Attorney General Jeff Sessions called late Saturday for a federal investigation into the day’s racially charged violence in Charlottesville, Virginia.
“The violence and deaths in Charlottesville strike at the heart of American law and justice," Sessions stated. "When such actions arise from racial bigotry and hatred, they betray our core values and cannot be tolerated. I have talked with FBI Director Chris Wray, FBI agents on the scene, and law enforcement officials for the state of Virginia. The FBI has been supporting state and local authorities throughout the day. U.S. Attorney Rick Mountcastle has commenced a federal investigation and will have the full support of the Department of Justice. Justice will prevail.”
The setting for the mayhem was a mass protest by a group of white supremacists, who were hollering racist and anti-Semitic slogans. Among those in attendance were former Klan leader David Duke and Richard Spencer, president of the National Policy Institute.

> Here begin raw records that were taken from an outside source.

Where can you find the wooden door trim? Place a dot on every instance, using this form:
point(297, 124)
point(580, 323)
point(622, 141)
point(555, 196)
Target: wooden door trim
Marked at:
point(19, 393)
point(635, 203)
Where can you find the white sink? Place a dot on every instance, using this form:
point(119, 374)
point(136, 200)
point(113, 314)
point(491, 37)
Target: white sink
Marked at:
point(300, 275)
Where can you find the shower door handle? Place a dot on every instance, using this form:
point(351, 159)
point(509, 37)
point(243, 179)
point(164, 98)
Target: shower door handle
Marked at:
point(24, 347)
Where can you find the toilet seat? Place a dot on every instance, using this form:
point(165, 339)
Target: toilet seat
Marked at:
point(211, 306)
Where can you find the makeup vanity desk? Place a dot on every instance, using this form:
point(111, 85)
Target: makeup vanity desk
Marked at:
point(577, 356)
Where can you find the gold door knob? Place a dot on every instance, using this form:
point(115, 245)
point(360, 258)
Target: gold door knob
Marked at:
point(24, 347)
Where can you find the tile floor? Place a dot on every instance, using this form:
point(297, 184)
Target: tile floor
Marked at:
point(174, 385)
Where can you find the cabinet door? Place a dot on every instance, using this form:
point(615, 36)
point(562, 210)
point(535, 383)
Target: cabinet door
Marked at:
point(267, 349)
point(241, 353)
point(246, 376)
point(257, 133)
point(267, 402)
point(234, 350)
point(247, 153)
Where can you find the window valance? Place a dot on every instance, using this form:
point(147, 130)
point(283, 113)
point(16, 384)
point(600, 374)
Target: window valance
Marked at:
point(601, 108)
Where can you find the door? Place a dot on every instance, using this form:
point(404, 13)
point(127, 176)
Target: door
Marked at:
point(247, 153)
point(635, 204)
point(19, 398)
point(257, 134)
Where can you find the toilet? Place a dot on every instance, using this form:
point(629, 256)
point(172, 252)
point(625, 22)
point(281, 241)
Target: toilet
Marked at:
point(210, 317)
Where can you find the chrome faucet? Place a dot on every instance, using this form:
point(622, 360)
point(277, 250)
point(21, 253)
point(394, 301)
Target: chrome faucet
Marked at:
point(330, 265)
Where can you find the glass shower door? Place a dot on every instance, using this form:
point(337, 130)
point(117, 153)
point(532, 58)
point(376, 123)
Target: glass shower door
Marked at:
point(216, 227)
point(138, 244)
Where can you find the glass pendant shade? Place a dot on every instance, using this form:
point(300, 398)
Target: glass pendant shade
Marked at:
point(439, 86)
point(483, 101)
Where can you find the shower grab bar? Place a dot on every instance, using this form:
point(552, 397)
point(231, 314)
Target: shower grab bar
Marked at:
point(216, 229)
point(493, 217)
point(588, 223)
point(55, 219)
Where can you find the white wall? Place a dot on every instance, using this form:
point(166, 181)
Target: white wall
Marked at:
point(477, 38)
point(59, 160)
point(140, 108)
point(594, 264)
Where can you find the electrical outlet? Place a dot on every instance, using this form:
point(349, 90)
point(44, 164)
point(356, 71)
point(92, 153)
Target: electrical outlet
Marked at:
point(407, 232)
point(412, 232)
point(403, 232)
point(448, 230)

One person was killed and at least 19 injured when a car slammed into a crowd of protesters; the vehicle’s driver was identified as James Alex Fields Jr. of Ohio and he was charged with second-degree murder, among other crime. Others were injured in fighting during the day.
"Any time that you commit an attack against people to incite fear, it is terrorism," said national security adviser H.R. McMaster, speaking Sunday on ABC’s "This Week," who also referred to it "a criminal act against fellow Americans."
Later, two state troopers were killed when their helicopter crashed. They were identified by the Associated Press as Lt. H. Jay Cullen, 48, and Berke M.M. Bates, one day shy of his 41st birthday, The circumstances were not immediately clear.
"Any time that you commit an attack against people to incite fear, it is terrorism," said national security adviser H.R. McMaster, speaking Sunday on ABC’s "This Week."
President Donald Trump condemned the violence but it made it clear he blamed not only the white supremacists but others on the scene.
"We condemn in the strongest possible terms this egregious display of hatred bigotry and violence on many sides," the president said.
Other notable Republicans declined to follow the president’s lead, choosing to be specific in their condemnations of the white supremacist groups and their behavior.
"The Nazis, the KKK, and white supremacists are repulsive and evil," said Texas Republican Sen. Ted Cruz "and all of us have a moral obligation to speak out against the lies, bigotry, anti-Semitism, and hatred that they propagate. Having watched the horrifying video of the car deliberately crashing into a crowd of protesters, I urge the Department of Justice to immediately investigate and prosecute this grotesque act of domestic terrorism."
Speaking Sunday on CNN’s "State of the Union," Sen. Cory Gardner (R-Colo.): "Call it for what it is. It’s evil." He repeatedly referred to the incident as "domestic terrorism."
The mayor of Charlottesville on Sunday morning condemned the president for not having gone far enough.
"We just aren’t seeing leadership from the White House," Michael Signer said on CNN’s "State of the Union."
Trump’s words did draw support from a pro-Nazi website, the Daily Stormer: "Trump comments were good. He didn’t attack us. He just said the nation should come together. Nothing specific against us."
Sessions’ statement was accompanied by one from the United States Attorney’s Office for the Western District of Virginia and the Richmond Field Office of the Federal Bureau of Investigation:
“The Richmond FBI Field Office, the Civil Rights Division, and the US Attorney’s Office for the Western District of Virginia have opened a civil rights investigation into the circumstances of the deadly vehicular incident that occurred earlier Saturday morning. The FBI will collect all available facts and evidence, and as this is an ongoing investigation we are not able to comment further at this time.”